Rootcheck database inconsistencies #23477

GGP1 · 2024-05-16T19:07:16Z

Description

During the investigation in #23389, we found that in 4.9.0 our test cases are failing sporadically because the agents' rootcheck databases are empty even though their logs indicate that the scans have finished.

I tried sleeping for two minutes before starting the test to see if it was a race condition but the database remained empty after multiple scans. In some other executions, even without a sleep, the database did contain the scan results.

Our agent healtcheck waits 30 seconds after the shared configuration is modified to consider it healthy. So before 4.9.0 the results were stored within this time frame.

We haven't noticed this behavior in previous versions, so we should investigate if there is any issue while populating the database or with the scan itself not finding results.

Logs: rootcheck_logs.zip

vikman90 · 2024-05-17T10:00:32Z

@GGP1 I've checked that all agents have logs like:

2024/05/16 18:21:57 rootcheck: INFO: Starting rootcheck scan.
2024/05/16 18:22:05 rootcheck: INFO: Ending rootcheck scan.
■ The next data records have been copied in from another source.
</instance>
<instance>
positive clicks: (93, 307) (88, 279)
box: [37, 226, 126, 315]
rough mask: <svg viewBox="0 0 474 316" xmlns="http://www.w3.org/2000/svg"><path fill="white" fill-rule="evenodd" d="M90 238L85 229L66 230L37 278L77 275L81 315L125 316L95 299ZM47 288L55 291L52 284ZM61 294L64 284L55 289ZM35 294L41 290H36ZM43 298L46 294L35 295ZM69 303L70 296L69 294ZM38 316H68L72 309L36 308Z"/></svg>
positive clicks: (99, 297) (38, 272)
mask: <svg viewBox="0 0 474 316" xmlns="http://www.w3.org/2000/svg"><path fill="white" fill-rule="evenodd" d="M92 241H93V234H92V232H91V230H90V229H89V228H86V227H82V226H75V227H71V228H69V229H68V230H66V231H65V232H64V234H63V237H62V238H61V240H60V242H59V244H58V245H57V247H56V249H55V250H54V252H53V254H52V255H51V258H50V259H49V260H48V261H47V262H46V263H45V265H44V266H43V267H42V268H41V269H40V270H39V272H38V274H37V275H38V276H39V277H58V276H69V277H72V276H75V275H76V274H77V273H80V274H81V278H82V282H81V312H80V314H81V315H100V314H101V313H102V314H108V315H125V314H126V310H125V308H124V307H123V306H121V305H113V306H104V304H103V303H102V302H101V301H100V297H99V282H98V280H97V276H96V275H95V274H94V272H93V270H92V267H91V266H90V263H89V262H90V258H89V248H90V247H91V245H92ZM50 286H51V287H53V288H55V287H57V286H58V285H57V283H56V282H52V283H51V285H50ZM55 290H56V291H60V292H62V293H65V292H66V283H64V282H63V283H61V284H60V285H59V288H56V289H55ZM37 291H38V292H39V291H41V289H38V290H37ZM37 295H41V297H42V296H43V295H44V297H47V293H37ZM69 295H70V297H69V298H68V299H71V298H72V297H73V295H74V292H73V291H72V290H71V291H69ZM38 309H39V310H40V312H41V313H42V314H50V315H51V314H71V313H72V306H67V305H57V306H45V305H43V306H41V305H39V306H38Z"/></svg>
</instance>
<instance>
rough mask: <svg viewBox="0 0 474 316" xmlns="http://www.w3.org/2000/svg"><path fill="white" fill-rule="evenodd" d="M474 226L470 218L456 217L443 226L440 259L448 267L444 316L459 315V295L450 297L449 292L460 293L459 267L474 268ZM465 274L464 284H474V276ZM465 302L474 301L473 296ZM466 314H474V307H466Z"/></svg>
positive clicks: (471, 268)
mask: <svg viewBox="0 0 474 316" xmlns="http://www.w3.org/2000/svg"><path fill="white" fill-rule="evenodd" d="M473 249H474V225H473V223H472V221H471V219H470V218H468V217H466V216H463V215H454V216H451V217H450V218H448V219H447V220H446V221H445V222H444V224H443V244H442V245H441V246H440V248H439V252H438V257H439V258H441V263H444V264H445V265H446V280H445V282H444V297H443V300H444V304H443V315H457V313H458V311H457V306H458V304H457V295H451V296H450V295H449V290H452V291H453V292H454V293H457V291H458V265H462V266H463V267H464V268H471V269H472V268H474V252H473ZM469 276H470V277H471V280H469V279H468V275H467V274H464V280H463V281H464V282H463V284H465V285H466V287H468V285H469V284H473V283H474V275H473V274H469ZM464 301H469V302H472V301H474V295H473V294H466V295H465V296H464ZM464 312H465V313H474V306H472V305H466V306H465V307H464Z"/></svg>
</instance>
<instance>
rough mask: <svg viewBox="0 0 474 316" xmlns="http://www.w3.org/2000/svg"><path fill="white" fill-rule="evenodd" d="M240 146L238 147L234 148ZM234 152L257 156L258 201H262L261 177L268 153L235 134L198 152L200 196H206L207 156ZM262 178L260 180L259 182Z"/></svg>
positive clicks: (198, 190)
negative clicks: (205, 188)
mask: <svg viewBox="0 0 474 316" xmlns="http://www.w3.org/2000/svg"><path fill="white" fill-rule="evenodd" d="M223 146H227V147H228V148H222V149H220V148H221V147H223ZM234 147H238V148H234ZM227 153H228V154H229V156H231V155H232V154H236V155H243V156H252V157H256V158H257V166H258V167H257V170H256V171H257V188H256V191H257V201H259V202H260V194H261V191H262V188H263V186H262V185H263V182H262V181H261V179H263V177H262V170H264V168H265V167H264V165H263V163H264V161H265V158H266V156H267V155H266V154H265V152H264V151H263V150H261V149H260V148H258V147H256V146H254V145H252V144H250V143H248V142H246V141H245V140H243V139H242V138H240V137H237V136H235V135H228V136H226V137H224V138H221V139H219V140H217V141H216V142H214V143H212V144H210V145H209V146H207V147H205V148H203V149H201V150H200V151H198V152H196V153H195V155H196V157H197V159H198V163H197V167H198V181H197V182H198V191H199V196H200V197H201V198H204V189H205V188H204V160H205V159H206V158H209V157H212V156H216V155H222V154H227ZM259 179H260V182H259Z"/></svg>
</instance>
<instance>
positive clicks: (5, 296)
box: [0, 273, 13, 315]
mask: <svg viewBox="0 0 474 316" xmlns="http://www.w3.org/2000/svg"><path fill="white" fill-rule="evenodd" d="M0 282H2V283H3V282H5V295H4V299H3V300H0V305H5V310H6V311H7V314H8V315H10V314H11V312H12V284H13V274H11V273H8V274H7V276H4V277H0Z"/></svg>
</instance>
On the other hand, I see the tables populated.

Manual check

Agent 000

echo 'agent 000 sql select * from pm_event' | ~/wdb-query.py

Output

[
    {
        "id": 1,
        "date_first": 1715937625,
        "date_last": 1715937625,
        "log": "Starting rootcheck scan."
    },
    {
        "id": 2,
        "date_first": 1715937626,
        "date_last": 1715937626,
        "log": "Trojaned version of file '/bin/diff' detected. Signature used: 'bash|^/bin/sh|file\\.h|proc\\.h|/dev/[^n]|^/bin/.*sh' (Generic)."
    },
    {
        "id": 3,
        "date_first": 1715937626,
        "date_last": 1715937626,
        "log": "Trojaned version of file '/usr/bin/diff' detected. Signature used: 'bash|^/bin/sh|file\\.h|proc\\.h|/dev/[^n]|^/bin/.*sh' (Generic)."
    },
    {
        "id": 4,
        "date_first": 1715937661,
        "date_last": 1715937661,
        "log": "Ending rootcheck scan."
    }
]

Agent 002

On the other hand, there are agents that just have the "Starting/Ending rootcheck scan.", like this one.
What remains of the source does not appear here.